Passion to spread good will to underdeveloped nations
At the time, Albertson couldn’t have known that his drive to disseminate knowledge, provide leadership, and spread good will to underdeveloped nations would have a lasting influence on the students of Colorado State and on more than 180,000 people throughout the country who have volunteered for the Peace Corps over the past 46 years.
Students who have signed on for a 27-month Peace Corps mission hail the experience as an opportunity to be immersed in new cultures by putting education to work soon after finishing school.
“Aside from an amazing cultural experience, I found that I was able to use the skills right away that I learned through earning my degree,” says Tami Wolff, who graduated from Colorado State in 1998 and went to the Solomon Islands to teach English.
Peace Corps initiated in the early 1960s
Albertson arrived at Colorado A&M (now CSU) in August 1947 to help bolster the College of Civil Engineering’s water-resources management program. By 1958, Albertson had moved from being a professor in the college to overseeing all research projects on campus.
As the establishment of the Asian Institute of Technology neared completion, Albertson began to hear murmurs in the early 1960s of a new project called Point 4 Youth Corps. Given his background, Albertson was interested in conducting a study on how the program should operate. The program eventually was named Peace Corps.

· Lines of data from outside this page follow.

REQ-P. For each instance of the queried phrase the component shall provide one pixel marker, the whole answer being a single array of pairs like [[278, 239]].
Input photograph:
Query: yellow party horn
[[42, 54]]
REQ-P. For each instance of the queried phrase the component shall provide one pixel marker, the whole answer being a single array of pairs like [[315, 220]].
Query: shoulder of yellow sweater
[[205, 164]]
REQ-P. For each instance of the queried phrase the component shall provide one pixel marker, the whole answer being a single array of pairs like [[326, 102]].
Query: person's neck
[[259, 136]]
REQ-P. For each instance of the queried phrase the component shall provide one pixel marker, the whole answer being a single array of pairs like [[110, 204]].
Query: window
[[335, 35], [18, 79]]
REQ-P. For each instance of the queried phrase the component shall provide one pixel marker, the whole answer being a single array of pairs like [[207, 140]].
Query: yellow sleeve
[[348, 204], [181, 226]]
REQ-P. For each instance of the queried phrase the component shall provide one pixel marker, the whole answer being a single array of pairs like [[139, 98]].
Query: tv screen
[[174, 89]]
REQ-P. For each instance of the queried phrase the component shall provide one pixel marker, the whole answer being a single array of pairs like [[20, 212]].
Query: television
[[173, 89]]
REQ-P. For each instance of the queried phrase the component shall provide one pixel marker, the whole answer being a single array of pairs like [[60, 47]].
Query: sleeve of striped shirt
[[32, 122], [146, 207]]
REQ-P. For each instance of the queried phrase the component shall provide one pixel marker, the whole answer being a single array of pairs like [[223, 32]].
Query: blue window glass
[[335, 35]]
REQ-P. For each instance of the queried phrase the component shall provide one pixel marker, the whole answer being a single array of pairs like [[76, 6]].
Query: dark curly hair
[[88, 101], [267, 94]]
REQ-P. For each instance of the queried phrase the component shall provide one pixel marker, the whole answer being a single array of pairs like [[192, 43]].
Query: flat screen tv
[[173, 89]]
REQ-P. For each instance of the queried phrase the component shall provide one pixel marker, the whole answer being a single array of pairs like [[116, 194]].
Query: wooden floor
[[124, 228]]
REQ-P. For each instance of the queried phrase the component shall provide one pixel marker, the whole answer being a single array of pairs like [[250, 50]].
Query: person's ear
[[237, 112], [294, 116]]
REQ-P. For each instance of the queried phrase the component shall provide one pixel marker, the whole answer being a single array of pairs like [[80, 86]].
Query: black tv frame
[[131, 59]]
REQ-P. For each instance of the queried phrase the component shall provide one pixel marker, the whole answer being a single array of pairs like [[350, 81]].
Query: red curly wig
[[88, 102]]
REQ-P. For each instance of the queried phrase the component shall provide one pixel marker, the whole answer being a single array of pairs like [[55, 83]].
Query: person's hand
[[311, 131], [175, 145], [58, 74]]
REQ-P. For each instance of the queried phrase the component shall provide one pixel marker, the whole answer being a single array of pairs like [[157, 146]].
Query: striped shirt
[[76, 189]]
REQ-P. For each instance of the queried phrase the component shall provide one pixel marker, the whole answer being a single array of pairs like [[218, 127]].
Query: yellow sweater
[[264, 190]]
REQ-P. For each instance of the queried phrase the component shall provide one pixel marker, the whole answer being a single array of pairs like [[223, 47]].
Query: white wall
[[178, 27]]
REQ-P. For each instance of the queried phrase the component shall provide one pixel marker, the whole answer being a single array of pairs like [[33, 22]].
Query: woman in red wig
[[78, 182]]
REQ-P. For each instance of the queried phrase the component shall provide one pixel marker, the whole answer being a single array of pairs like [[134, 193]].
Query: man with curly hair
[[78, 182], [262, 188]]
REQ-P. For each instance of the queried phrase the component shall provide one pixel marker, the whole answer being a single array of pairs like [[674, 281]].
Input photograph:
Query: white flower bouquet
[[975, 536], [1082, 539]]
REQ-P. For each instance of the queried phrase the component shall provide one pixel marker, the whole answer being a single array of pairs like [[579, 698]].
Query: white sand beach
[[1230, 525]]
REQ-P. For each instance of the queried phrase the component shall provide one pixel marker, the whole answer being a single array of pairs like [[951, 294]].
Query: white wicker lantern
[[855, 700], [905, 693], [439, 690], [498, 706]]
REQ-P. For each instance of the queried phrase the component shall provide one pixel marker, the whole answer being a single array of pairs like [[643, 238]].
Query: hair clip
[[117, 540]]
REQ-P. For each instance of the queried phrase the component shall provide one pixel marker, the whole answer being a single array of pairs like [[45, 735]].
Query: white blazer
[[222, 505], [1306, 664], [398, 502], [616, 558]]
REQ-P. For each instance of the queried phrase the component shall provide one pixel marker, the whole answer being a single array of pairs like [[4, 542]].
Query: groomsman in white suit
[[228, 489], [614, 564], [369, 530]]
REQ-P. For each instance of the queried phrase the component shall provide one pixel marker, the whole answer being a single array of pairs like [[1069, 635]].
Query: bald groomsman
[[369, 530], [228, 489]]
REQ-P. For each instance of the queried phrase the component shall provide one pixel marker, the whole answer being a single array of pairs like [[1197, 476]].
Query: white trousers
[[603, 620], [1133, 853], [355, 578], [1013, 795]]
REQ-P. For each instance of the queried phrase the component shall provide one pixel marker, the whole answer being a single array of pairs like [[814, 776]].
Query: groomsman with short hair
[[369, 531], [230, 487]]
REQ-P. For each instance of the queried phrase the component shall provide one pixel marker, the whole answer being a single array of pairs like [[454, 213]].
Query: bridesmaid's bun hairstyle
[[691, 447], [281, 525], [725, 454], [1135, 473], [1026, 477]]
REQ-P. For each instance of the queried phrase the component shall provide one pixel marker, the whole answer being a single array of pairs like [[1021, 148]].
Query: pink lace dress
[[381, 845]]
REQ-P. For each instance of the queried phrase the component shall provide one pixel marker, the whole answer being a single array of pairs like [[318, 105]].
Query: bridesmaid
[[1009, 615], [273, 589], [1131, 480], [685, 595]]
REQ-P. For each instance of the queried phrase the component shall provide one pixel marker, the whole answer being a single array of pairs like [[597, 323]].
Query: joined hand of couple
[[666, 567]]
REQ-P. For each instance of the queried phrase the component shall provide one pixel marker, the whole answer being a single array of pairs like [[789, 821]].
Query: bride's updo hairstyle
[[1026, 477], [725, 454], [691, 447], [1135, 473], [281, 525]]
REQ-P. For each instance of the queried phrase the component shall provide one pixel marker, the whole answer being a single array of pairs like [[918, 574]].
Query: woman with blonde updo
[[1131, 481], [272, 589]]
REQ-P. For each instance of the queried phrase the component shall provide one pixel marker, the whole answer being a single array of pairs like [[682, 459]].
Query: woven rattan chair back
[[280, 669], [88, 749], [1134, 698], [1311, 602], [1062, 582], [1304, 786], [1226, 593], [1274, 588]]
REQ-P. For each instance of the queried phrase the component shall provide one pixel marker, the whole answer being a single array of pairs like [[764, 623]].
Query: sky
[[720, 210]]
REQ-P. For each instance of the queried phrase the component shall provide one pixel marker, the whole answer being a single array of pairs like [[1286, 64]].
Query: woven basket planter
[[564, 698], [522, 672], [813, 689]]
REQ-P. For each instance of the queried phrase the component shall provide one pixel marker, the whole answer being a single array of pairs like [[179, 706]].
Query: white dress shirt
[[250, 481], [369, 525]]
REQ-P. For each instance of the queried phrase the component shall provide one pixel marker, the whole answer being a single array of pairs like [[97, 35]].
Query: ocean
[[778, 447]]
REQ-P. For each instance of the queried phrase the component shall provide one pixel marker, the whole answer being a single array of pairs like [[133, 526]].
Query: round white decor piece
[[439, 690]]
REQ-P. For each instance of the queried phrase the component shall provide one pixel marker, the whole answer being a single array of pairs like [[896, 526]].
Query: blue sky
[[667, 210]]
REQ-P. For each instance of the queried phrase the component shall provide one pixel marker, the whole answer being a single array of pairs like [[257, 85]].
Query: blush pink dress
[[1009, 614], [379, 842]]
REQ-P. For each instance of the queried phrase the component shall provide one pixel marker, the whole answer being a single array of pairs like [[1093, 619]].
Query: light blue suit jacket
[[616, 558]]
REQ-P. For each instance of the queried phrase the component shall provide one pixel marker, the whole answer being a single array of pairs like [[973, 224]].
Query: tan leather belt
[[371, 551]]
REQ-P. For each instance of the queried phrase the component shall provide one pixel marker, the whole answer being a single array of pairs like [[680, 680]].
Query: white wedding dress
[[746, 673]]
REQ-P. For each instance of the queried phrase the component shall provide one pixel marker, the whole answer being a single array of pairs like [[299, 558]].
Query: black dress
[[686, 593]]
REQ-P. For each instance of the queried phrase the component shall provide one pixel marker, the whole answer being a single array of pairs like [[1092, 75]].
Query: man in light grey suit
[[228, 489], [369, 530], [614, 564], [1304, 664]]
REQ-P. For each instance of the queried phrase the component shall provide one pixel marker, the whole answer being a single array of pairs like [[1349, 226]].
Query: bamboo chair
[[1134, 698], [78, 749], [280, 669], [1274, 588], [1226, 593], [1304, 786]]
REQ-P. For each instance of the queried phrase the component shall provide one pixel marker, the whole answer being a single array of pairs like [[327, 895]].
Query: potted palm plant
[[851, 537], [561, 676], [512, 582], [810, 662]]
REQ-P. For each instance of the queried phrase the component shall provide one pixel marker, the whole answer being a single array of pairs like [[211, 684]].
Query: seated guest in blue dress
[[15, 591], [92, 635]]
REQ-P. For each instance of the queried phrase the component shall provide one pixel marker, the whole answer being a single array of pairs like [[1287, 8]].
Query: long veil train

Albertson’s study became the operational groundwork of the Corps
He tracked down the people who were conducting the search for the right person to design the program. By his own admission, Albertson was tenacious.
“I found an excuse to contact the people who were going to make the decision,” Albertson says. “I had an excuse to contact them every week for four months. It worked.”
With the help of his assistant, Pauline Birky-Kreutzer – who would eventually spent years working for the Peace Corps in Iran, Pakistan, and Afghanistan – Albertson compiled a study that was accepted by Sargent Shriver, the politician and Kennedy family member charged with forming the Peace Corps. That study became the operational groundwork of the organization.
“I’ve never talked to a guy who caught on so fast,” Albertson says of Shriver. “He was an amazing guy.”
Volunteers are launched
On April 1, 1962, President John F. Kennedy addressed the first-ever class of Peace Corps volunteers, telling them their “influence may be far-reaching and will go far beyond the immediate day-to-day tasks that you may do in the months that are ahead.”
Part of the reward for Peace Corps volunteers is the ability to use their experience toward a master’s degree, says Martha Denney, director of International Education at Colorado State. Students can complete a portion of their master’s through the Masters International Program before heading out on 27-month volunteer commitments. Upon their return, students complete the program, using their experiences as a basis for a thesis. Students studying natural resources, English education, agriculture, and nutrition can participate in the program.
“It’s a wonderful opportunity for them to transition back and debrief everything they took in during their volunteering,” Denney says, adding that 55 Masters International Program students at the University currently are volunteering in the Peace Corps.
More than 1,400 Colorado State alumni have been Peace Corps volunteers
Colorado State ranks 12th in the nation among large colleges and universities in the number of alumni serving as Peace Corps volunteers, according to 2006 rankings by the Peace Corps. Since the organization’s inception in 1961, more than 1,400 Colorado State alumni have volunteered. The Peace Corps has experienced an increase in applications to 12,242 in 2006 from 8,917 in 2001.
The majority of volunteers are put to work in educational positions, according to the organization. Others go into health-related fields, business development, environment, youth development, and agriculture.